Top 50+ Best August Puns, Dad Jokes And Wordplays To Make You Laugh Out Loud

In this very funny pun compilation, we have come up with and collected the best august puns, dad jokes and wordplay to make you LOL.

August Just Got Punny: Hilarious Wordplays to Brighten Your Month

1. Why do bees stay in their hives during August? Because they can’t handle the buzz outside!
2. What did the calendar say to the month of August? “I’m looking forward to seeing you soon!”
3. How does August greet its friends? With a heatwave of a hello!
4. Why did the tomato turn red in August? Because it saw the salad dressing!
5. What do you call a bear in August? Overheated and under-cooled!
6. How do trees get online in August? They log in to the forest!
7. Why did the math book look sad in August? Because it had too many problems.
8. What do you call a sleeping bull in August? A bulldozer!
9. How do we know when August is getting close? The days start to get longer!
10. What did August say to July? “You’ve been a blast, but now it’s my turn to shine!”

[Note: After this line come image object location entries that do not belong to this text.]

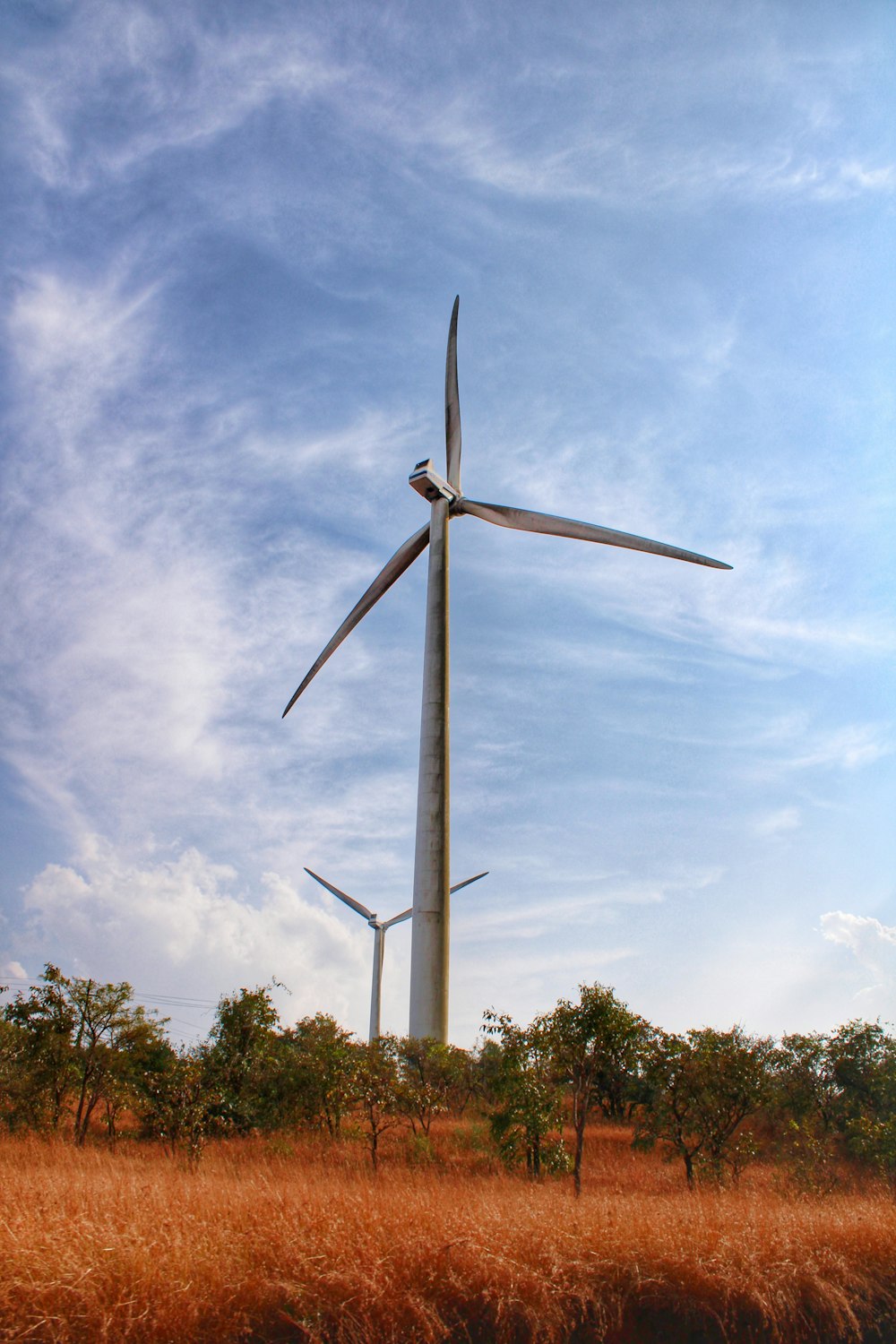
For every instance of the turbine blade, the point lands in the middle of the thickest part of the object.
(349, 900)
(405, 556)
(527, 521)
(452, 406)
(405, 914)
(468, 881)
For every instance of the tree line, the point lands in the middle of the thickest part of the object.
(77, 1054)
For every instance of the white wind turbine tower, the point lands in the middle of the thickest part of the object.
(430, 910)
(379, 927)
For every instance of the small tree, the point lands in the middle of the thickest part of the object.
(702, 1088)
(239, 1059)
(316, 1064)
(528, 1101)
(804, 1105)
(42, 1045)
(179, 1105)
(435, 1075)
(378, 1090)
(597, 1047)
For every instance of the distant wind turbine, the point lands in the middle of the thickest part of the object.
(379, 927)
(430, 927)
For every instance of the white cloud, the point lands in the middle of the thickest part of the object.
(872, 943)
(778, 823)
(183, 926)
(188, 85)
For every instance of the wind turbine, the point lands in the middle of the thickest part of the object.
(430, 926)
(379, 927)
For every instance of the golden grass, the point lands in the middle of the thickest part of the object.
(265, 1242)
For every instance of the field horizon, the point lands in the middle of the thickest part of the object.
(295, 1238)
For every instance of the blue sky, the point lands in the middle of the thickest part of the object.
(231, 241)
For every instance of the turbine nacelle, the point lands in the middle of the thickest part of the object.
(433, 487)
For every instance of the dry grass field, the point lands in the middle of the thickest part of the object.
(298, 1241)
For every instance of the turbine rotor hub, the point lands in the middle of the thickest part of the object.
(433, 487)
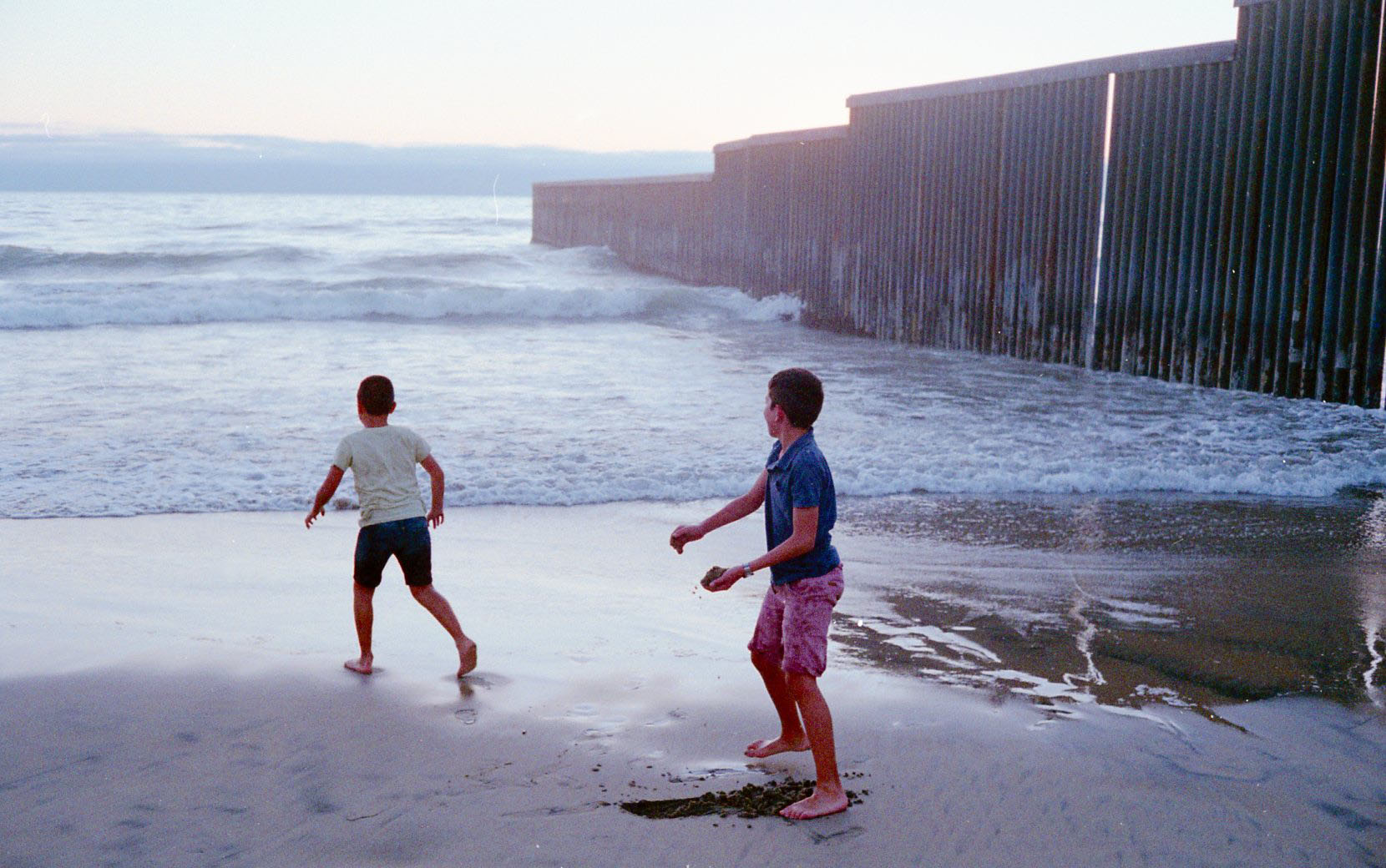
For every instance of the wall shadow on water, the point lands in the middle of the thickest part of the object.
(1170, 600)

Laughing into August: The Top Dad Jokes for Endless Chuckles

1. Why did the scarecrow win an award? Because he was outstanding in his field!
2. Dad, can you put my shoes on? No, I don’t think they’ll fit me.
3. I’m reading a book on the history of glue. I just can’t seem to put it down!
4. I’m on a seafood diet. I see food and I eat it!
5. Why don’t scientists trust atoms? Because they make up everything!
6. What do you call fake spaghetti? An impasta!
7. How does a penguin build its house? Igloos it together!
8. I told my wife she should embrace her mistakes. She gave me a hug.
9. What do you call cheese that isn’t yours? Nacho cheese!
10. I used to play piano by ear, but now I use my hands.

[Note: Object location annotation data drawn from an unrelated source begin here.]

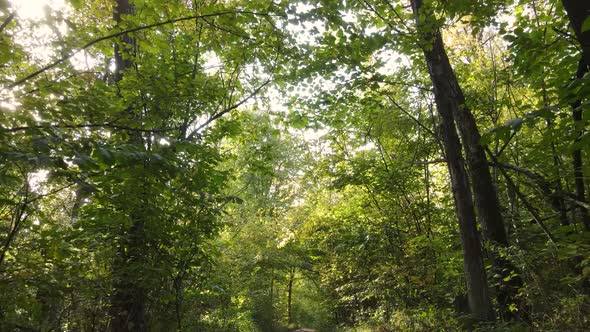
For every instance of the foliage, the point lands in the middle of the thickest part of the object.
(267, 165)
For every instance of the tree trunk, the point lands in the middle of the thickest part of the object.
(129, 294)
(290, 296)
(578, 11)
(477, 287)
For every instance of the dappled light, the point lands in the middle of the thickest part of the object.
(294, 166)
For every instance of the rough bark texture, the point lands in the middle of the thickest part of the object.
(477, 288)
(129, 295)
(577, 162)
(578, 11)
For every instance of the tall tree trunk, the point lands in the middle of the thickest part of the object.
(290, 296)
(578, 11)
(449, 96)
(477, 287)
(129, 295)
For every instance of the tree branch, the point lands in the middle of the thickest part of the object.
(121, 33)
(229, 109)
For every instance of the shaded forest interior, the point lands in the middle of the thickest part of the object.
(319, 165)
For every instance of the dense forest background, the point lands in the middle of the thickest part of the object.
(225, 165)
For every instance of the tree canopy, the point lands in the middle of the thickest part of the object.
(374, 165)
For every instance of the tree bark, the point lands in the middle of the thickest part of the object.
(578, 11)
(438, 67)
(129, 295)
(290, 296)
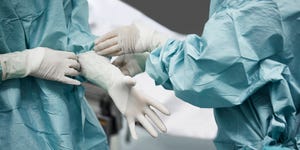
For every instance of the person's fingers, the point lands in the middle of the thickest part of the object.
(106, 44)
(157, 105)
(117, 53)
(156, 120)
(129, 81)
(73, 64)
(147, 125)
(70, 55)
(71, 81)
(110, 50)
(119, 61)
(72, 72)
(131, 125)
(125, 71)
(106, 36)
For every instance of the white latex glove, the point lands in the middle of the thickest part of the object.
(129, 100)
(131, 64)
(41, 62)
(135, 38)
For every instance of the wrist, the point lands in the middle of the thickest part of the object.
(149, 38)
(35, 57)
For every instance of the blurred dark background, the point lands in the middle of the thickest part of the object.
(183, 16)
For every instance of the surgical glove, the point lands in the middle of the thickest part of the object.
(129, 100)
(41, 62)
(135, 38)
(131, 64)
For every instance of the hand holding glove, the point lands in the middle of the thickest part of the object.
(131, 64)
(129, 100)
(41, 62)
(135, 38)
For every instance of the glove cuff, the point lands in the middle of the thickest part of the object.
(149, 38)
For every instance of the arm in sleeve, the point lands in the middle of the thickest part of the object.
(228, 63)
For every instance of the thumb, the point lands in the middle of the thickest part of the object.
(129, 81)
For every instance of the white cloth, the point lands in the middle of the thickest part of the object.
(185, 120)
(41, 62)
(134, 105)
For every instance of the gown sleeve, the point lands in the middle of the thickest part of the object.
(241, 50)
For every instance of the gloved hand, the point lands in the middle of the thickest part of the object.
(135, 38)
(131, 64)
(129, 100)
(41, 62)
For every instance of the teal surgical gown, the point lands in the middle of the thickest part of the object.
(37, 114)
(246, 65)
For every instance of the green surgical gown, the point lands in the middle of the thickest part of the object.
(245, 66)
(37, 114)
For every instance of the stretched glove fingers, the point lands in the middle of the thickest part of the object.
(74, 64)
(117, 53)
(147, 125)
(119, 61)
(69, 55)
(69, 80)
(156, 120)
(72, 72)
(131, 125)
(129, 81)
(106, 44)
(114, 50)
(106, 36)
(157, 105)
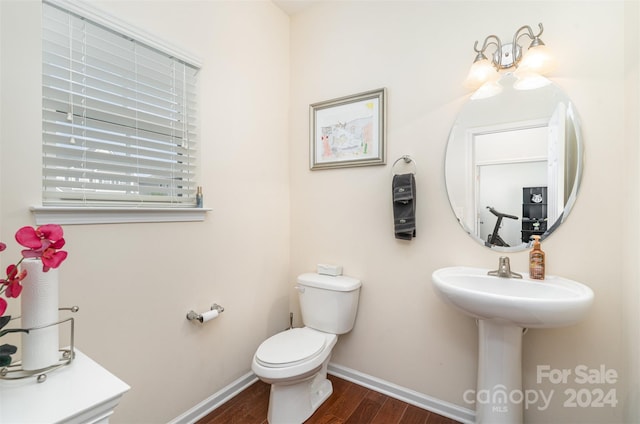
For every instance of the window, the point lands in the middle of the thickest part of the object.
(119, 118)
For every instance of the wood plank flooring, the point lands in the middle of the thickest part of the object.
(349, 404)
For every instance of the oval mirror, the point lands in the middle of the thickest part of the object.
(514, 161)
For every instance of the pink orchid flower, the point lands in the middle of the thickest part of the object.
(14, 288)
(43, 242)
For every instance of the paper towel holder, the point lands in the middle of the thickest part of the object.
(14, 371)
(193, 315)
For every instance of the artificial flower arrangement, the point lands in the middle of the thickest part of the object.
(44, 243)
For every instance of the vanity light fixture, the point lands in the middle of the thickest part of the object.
(536, 59)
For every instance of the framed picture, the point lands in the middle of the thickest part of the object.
(348, 131)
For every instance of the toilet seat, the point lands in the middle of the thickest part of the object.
(290, 348)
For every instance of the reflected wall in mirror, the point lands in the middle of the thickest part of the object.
(514, 161)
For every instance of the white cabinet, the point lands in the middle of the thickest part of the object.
(81, 392)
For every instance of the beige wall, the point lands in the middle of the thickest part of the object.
(421, 51)
(135, 283)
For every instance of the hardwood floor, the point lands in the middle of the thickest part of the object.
(349, 404)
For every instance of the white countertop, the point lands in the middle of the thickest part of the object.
(82, 391)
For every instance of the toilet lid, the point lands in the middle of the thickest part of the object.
(290, 347)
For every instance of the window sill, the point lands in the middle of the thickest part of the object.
(65, 215)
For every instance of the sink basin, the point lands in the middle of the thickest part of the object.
(503, 307)
(552, 302)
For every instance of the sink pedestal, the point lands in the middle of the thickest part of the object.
(499, 395)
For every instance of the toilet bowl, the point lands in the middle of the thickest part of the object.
(295, 361)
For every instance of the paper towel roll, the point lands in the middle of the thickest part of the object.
(209, 315)
(39, 303)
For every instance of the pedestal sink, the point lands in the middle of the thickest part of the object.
(503, 308)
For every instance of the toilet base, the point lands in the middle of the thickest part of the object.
(291, 403)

Punderful August: The Best Pun-driven Jokes to Make You Smile

1. Did you hear about the guy who invented Lifesavers? He made a mint!
2. I used to be a baker, but I couldn’t make enough dough.
3. I wasn’t originally going to get a brain transplant, but then I changed my mind.
4. What did the grape do when it was stepped on? It let out a little wine.
5. I told my wife she should do lunges to stay in shape. That would be a big step forward.
6. What do you give a sick bird? Tweetment.
7. When does a joke become a dad joke? When it becomes apparent!
8. Why did the math book look sad? Because it had too many problems.
9. I’m reading a book on anti-gravity. It’s impossible to put down!
10. I used to play piano by ear, but now I use my hands.

Funny Bone Alert: August Edition of Side-splitting Wordplay

1. I used to be a baker, but I couldn’t make enough dough.
2. I took the shell off my racing snail to make him faster, but now he’s just sluggish.
3. Don’t trust atoms. They make up everything!
4. I told my wife she should embrace her mistakes. She gave me a hug.
5. I used to be a baker, but I couldn’t make enough dough.
6. I used to play piano by ear, but now I use my hands.
7. I’m reading a book on anti-gravity. It’s impossible to put down!
8. I used to be a baker, but I couldn’t make enough dough.
9. I’m on a seafood diet. I see food and I eat it!
10. I used to play piano by ear, but now I use my hands.

Cracking Up in August: The Most Hilarious Puns to Keep You Entertained

1. Why did the scarecrow win an award? Because he was outstanding in his field!
2. I’m on a seafood diet. I see food and I eat it!
3. What did the grape do when it was stepped on? It let out a little wine.
4. Why don’t scientists trust atoms? Because they make up everything!
5. I wasn’t originally going to get a brain transplant, but then I changed my mind.
6. What do you call fake spaghetti? An impasta!
7. How does a penguin build its house? Igloos it together!
8. I told my wife she should embrace her mistakes. She gave me a hug.
9. What do you call cheese that isn’t yours? Nacho cheese!
10. I used to play piano by ear, but now I use my hands.